Synopsis

In this project, we analyze the storm database taken from the U.S. National Oceanic and Atmospheric Administration (NOAA). We estimate the fatalities, injuries, property damage, and crop damage for each type of event (e.g., Flood, Typhoon, Tornado, Hail, Hurricane, etc.). Our goal is to determine which event is most harmful to US population (health) and which event has the largest economic consequences. Our analysis on Fatalities and Injuries conclude that Tornado is the most harmful event in respect to the US health (population). On the other hand, based on the Property and Cost damage, we conclude that Flood has the greatest economic consequences to the US.

Introduction

Storms and other severe weather events can cause both public health and economic problems for communities and municipalities. Many severe events can result in fatalities, injuries, and property damage, and preventing such outcomes to the extent possible is a key concern.

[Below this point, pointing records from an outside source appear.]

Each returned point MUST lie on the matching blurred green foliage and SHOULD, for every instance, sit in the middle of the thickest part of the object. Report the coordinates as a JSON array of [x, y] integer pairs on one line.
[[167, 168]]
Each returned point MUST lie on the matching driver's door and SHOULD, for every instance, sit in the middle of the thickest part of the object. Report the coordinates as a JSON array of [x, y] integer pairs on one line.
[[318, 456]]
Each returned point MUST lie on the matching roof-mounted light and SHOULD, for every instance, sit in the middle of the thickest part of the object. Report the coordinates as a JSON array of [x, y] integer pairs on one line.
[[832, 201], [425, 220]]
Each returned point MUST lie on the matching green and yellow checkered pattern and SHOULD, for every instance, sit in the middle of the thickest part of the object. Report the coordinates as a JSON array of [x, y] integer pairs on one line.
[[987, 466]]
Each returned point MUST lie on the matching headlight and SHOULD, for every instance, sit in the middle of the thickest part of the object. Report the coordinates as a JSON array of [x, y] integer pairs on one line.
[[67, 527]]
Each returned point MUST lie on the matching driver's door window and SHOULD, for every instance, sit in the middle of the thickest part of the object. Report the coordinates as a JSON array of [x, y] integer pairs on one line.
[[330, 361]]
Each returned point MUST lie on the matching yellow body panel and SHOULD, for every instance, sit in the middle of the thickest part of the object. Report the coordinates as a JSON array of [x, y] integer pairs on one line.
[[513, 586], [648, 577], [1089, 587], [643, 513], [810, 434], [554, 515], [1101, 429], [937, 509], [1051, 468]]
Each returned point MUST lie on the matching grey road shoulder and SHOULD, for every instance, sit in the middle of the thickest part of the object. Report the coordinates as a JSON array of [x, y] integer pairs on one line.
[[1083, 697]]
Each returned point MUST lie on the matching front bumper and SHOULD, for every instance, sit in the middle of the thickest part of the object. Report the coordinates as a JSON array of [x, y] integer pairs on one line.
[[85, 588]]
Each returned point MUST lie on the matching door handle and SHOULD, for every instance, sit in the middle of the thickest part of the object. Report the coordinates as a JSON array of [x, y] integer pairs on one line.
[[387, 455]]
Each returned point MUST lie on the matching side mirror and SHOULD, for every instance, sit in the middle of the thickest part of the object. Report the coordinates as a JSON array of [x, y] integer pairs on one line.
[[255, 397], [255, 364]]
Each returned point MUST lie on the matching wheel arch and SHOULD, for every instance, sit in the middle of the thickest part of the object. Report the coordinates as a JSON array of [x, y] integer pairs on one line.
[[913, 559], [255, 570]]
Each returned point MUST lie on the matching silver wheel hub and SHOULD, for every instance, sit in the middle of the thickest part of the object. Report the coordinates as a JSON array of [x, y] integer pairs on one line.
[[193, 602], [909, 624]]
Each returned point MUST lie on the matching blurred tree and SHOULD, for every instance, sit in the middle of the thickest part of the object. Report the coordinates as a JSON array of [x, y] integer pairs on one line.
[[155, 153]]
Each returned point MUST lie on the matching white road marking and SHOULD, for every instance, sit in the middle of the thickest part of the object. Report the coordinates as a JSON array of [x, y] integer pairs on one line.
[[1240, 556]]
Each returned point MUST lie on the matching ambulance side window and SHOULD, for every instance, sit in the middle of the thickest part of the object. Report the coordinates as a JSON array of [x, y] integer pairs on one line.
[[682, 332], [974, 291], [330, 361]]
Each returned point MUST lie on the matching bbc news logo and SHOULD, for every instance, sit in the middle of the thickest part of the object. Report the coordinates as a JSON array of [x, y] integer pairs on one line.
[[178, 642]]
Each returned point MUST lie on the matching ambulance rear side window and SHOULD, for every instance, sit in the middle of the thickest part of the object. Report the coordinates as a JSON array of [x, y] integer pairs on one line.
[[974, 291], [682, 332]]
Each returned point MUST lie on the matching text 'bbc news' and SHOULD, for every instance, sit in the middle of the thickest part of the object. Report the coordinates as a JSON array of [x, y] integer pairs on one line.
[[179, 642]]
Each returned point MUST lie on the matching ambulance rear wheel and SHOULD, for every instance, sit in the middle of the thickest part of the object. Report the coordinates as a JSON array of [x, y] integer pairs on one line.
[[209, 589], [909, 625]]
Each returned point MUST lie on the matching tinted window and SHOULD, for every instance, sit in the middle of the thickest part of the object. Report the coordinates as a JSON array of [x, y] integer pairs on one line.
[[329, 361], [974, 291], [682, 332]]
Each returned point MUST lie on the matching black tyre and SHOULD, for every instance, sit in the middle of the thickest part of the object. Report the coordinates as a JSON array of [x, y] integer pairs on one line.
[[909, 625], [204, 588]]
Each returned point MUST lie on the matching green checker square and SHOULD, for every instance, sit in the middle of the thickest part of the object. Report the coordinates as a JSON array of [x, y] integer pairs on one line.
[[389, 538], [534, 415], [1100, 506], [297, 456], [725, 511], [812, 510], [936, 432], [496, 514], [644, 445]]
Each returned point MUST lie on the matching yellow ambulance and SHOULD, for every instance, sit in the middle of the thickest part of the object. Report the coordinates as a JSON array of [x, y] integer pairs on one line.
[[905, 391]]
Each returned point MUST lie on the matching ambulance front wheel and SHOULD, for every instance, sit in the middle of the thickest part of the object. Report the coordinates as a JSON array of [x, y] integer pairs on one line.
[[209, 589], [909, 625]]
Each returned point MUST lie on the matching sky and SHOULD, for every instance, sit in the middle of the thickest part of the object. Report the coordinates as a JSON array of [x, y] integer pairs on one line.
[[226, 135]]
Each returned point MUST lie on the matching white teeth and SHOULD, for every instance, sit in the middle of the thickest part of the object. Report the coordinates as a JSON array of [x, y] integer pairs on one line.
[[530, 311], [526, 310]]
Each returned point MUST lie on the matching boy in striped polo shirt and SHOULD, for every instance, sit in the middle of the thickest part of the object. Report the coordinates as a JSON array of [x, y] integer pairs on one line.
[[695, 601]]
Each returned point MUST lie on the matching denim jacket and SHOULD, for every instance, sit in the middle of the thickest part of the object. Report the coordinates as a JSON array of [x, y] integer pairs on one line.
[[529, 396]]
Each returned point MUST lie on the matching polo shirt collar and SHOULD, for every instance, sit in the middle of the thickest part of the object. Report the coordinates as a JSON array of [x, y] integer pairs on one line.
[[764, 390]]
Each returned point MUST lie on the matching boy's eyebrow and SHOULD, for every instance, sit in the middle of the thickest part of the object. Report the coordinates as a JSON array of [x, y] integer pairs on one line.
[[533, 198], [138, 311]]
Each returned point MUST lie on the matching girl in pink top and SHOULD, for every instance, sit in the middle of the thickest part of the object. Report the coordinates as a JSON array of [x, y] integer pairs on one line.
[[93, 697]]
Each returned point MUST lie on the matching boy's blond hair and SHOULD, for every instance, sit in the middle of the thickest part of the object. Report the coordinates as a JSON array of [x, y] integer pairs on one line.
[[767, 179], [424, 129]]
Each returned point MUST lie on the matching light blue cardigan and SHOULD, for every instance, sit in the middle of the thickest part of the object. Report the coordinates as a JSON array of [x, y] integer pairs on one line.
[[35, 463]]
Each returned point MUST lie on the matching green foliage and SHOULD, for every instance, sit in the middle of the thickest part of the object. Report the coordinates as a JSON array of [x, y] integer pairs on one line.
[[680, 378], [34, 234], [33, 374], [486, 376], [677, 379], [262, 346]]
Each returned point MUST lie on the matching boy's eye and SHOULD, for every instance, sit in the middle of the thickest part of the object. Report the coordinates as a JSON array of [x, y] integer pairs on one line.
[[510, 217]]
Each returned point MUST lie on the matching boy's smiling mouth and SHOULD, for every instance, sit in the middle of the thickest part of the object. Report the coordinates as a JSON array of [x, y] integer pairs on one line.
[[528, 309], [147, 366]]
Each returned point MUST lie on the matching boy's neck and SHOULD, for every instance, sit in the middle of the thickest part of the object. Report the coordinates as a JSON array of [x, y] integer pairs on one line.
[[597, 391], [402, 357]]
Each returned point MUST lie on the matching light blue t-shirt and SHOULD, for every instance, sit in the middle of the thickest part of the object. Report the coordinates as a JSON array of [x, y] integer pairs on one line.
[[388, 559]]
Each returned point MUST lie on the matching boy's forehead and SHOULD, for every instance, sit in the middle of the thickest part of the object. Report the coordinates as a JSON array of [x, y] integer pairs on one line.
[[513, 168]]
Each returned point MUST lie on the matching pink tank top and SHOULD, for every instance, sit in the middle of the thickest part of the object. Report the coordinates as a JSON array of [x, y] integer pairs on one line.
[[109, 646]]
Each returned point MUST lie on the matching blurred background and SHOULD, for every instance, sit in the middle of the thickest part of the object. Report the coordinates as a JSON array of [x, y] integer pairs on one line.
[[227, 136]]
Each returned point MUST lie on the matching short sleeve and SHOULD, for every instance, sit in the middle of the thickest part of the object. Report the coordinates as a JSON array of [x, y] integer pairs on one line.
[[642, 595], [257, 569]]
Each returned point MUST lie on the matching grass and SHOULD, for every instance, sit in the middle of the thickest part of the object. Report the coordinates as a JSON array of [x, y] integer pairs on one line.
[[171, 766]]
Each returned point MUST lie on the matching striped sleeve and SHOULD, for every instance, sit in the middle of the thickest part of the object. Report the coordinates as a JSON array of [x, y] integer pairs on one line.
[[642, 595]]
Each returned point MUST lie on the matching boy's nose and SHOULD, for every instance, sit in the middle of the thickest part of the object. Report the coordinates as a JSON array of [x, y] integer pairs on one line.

This project involves exploring the U.S. National Oceanic and Atmospheric Administration’s (NOAA) storm database. This database tracks characteristics of major storms and weather events in the United States, including when and where they occur, as well as estimates of any fatalities, injuries, and property damage.

Questions

The data analysis address the following questions:

Across the United States, which types of events are most harmful with respect to population health? Across the United States, which types of events have the greatest economic consequences?

Data Processing

0. Setup (load libraries)

library(data.table) library(ggplot2)

1. Loading the data into R

First, we read the data by using read.csv: data <- read.csv(“repdata-data-StormData.csv.bz2”, header = TRUE, sep=“,”)

2. Inspecting the data

Use colnames to check the column names: colnames(data)

3. Subsetting the data

selection <- c(‘EVTYPE’, ‘FATALITIES’, ‘INJURIES’, ‘PROPDMG’, ‘PROPDMGEXP’, ‘CROPDMG’, ‘CROPDMGEXP’) data <- data[, selection] summary(data)

data <- as.data.table(data) data <- data[(EVTYPE != “?” & (INJURIES > 0 | FATALITIES > 0 | PROPDMG > 0 | CROPDMG > 0)), c(“EVTYPE”, “FATALITIES”, “INJURIES”, “PROPDMG”, “PROPDMGEXP”, “CROPDMG”, “CROPDMGEXP”)]

4. Converting the exponent columns (PROPDMGEXP and CROPDMGEXP)

cols <- c(“PROPDMGEXP”, “CROPDMGEXP”) data[, (cols) := c(lapply(.SD, toupper)), .SDcols = cols]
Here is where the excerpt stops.